It was busy in the South Philadelphia bakery on an early autumn day in 2016. The phone was ringing incessantly. A convention of students, scholars, and scientists in town was fueling the surge in business.

In her uniform and apron, Anyssa El Manfaa was filling orders, yet finding herself drawn into the intellectual conversation around her.

A customer, whose son was presenting at the convention, ordered a cake from the counter. As El Manfaa boxed it, they began chatting about quantum mechanics and the concept of infinity. The conversation so excited her that she almost wrapped her finger in a ribbon she was tying around the cake.
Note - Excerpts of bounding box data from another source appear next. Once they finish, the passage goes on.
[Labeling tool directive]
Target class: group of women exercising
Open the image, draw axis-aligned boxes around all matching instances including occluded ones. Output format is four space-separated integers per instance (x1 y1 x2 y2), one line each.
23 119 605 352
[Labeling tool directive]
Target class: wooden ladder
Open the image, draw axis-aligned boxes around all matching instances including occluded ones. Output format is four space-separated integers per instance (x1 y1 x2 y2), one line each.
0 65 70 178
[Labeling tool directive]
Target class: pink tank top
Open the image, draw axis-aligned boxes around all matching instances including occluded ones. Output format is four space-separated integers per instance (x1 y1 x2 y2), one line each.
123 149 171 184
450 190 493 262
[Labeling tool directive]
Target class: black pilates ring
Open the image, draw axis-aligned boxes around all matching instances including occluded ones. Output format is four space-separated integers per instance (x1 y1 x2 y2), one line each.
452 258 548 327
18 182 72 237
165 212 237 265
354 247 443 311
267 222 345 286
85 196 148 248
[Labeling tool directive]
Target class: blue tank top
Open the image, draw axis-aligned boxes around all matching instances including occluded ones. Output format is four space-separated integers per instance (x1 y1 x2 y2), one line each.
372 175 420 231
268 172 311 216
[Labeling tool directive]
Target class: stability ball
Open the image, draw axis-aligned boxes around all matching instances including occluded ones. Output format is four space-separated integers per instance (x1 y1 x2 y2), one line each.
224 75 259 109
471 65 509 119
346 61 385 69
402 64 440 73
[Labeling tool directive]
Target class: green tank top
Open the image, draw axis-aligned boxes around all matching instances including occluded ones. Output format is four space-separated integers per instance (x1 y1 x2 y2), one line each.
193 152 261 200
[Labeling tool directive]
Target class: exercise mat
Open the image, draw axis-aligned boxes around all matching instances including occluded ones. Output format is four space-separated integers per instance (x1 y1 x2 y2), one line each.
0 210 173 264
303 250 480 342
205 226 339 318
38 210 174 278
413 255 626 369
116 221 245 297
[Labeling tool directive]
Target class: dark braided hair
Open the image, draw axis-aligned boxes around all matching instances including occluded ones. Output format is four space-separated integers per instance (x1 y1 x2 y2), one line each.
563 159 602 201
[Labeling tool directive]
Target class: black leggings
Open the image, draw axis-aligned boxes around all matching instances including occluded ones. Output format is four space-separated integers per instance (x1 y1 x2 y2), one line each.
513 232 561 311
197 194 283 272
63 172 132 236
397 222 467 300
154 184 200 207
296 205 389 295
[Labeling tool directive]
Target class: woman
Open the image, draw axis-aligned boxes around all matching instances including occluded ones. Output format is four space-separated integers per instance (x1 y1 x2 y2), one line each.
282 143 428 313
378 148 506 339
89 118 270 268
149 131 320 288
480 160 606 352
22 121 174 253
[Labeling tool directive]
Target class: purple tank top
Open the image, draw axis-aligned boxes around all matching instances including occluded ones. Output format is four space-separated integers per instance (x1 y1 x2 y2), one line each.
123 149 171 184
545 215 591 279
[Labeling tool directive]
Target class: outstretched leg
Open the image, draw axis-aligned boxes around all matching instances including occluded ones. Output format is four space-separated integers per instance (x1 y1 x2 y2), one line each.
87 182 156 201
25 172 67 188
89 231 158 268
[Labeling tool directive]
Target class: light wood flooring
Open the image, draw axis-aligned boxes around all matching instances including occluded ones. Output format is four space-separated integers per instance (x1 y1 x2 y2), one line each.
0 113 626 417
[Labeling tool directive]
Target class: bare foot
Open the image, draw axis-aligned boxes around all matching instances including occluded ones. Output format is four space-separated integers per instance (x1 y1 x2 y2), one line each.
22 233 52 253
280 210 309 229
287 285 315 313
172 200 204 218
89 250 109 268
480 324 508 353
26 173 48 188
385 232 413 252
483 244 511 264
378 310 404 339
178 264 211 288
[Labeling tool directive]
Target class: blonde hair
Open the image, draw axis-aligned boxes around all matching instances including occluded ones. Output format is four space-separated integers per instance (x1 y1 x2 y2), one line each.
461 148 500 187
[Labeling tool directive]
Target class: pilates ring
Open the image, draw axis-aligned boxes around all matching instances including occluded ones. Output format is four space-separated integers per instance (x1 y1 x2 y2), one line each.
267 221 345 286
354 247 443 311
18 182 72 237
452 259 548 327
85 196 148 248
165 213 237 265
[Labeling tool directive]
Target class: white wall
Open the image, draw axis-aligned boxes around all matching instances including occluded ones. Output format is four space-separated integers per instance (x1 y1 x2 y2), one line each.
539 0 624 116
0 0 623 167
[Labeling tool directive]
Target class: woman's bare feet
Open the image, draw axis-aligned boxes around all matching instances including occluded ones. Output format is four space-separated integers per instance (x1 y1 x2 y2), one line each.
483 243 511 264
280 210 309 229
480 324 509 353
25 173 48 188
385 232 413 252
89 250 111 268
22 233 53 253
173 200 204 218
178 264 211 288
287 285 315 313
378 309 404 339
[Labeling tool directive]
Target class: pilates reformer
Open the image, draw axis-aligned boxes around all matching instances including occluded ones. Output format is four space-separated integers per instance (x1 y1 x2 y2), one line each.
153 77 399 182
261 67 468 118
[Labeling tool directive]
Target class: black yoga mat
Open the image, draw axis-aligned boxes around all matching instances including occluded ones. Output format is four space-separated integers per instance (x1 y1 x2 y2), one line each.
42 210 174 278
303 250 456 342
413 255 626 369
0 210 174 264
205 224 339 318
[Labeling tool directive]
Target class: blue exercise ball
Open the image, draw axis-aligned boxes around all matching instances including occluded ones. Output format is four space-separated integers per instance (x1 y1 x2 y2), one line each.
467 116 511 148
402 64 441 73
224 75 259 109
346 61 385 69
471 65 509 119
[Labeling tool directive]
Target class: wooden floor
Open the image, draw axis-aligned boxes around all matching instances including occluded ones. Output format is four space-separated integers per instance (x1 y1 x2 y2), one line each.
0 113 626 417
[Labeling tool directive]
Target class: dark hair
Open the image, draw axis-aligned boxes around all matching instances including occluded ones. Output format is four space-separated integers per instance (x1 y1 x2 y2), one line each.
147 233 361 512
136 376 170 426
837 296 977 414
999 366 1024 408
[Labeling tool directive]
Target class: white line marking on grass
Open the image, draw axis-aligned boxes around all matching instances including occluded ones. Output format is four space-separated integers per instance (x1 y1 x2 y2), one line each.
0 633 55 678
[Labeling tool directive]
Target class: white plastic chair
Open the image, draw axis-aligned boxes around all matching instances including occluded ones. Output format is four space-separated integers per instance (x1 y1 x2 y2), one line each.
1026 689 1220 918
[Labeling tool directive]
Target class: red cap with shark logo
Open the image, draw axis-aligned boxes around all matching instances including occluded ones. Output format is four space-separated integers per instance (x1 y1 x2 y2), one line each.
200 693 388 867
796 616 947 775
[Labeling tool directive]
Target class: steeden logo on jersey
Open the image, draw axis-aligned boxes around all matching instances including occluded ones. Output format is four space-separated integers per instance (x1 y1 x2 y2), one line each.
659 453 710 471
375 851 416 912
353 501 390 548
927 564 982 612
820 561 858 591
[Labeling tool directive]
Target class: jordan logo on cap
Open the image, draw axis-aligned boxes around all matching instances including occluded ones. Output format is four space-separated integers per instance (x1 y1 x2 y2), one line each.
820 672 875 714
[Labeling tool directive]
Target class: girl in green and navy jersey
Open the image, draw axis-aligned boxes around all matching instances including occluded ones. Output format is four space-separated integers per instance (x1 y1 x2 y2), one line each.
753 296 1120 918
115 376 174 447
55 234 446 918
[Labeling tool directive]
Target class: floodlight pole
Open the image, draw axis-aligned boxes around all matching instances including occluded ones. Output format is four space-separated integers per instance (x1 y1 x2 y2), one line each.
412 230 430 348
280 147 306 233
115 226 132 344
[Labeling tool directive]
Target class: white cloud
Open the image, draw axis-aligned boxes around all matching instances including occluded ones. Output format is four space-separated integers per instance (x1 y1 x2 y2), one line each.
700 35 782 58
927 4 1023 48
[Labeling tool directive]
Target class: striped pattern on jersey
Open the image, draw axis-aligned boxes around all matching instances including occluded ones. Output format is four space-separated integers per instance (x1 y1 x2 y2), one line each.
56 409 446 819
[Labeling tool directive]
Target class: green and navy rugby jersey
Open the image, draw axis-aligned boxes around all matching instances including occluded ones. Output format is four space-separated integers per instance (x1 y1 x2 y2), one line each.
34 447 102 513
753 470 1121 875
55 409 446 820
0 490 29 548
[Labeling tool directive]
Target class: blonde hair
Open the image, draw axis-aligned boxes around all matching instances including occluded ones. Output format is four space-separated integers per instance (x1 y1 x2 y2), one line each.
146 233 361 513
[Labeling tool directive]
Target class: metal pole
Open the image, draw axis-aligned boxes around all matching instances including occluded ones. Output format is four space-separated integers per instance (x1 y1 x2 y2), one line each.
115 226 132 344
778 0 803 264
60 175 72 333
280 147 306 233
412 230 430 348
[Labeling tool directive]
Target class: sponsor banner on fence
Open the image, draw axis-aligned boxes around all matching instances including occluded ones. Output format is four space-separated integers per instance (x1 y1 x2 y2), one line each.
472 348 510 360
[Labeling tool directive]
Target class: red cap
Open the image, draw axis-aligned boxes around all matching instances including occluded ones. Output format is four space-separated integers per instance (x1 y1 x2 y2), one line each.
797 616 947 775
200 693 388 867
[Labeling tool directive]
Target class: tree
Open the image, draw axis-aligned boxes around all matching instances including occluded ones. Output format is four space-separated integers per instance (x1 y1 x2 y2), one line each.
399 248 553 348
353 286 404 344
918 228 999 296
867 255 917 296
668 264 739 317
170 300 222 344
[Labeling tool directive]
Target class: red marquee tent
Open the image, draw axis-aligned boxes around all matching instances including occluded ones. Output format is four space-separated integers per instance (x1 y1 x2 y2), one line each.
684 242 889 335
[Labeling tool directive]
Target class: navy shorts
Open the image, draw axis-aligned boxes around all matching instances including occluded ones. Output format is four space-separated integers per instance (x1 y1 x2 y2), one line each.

“You know what, kid?” the man told her, “if you had gone to school for this stuff … you could have a lot more conversations like this one.”

He had no idea El Manfaa lost her Moroccan father to deportation when she was 4, that she began working at age 13 to help her mother and siblings, that she was bullied in school — or that she had tried college once and couldn’t handle it while juggling two jobs. All he saw was the promise in her.

He reached into his pocket, pulled out a $50 bill, folded it, and slid it under her hand.

“You shouldn’t be working in a bakery. You should be in a classroom,” he told her.

She quit later that week and reenrolled at Community College of Philadelphia, stirred by the confidence of a stranger. There, El Manfaa became an honors program standout.

This spring, she was one of 61 students nationwide to receive a Jack Kent Cooke scholarship, which will largely pay for her to continue on for her bachelor’s degree.

She finished her associate’s degree at CCP with a 4.0 GPA and she’s heading to Swarthmore College this fall to major in conflict resolution and peace studies. And Swarthmore also gave her a scholarship, meaning her next two years of education will be free.

Now, she wishes she could thank the man who so altered her life. But she doesn’t know his name or hometown. Her only clue? She thinks his son attended the University of Pennsylvania.

“If I could see him again,” El Manfaa, 21, said, “I would say thank you for believing in me. Thank you for seeing past the apron.”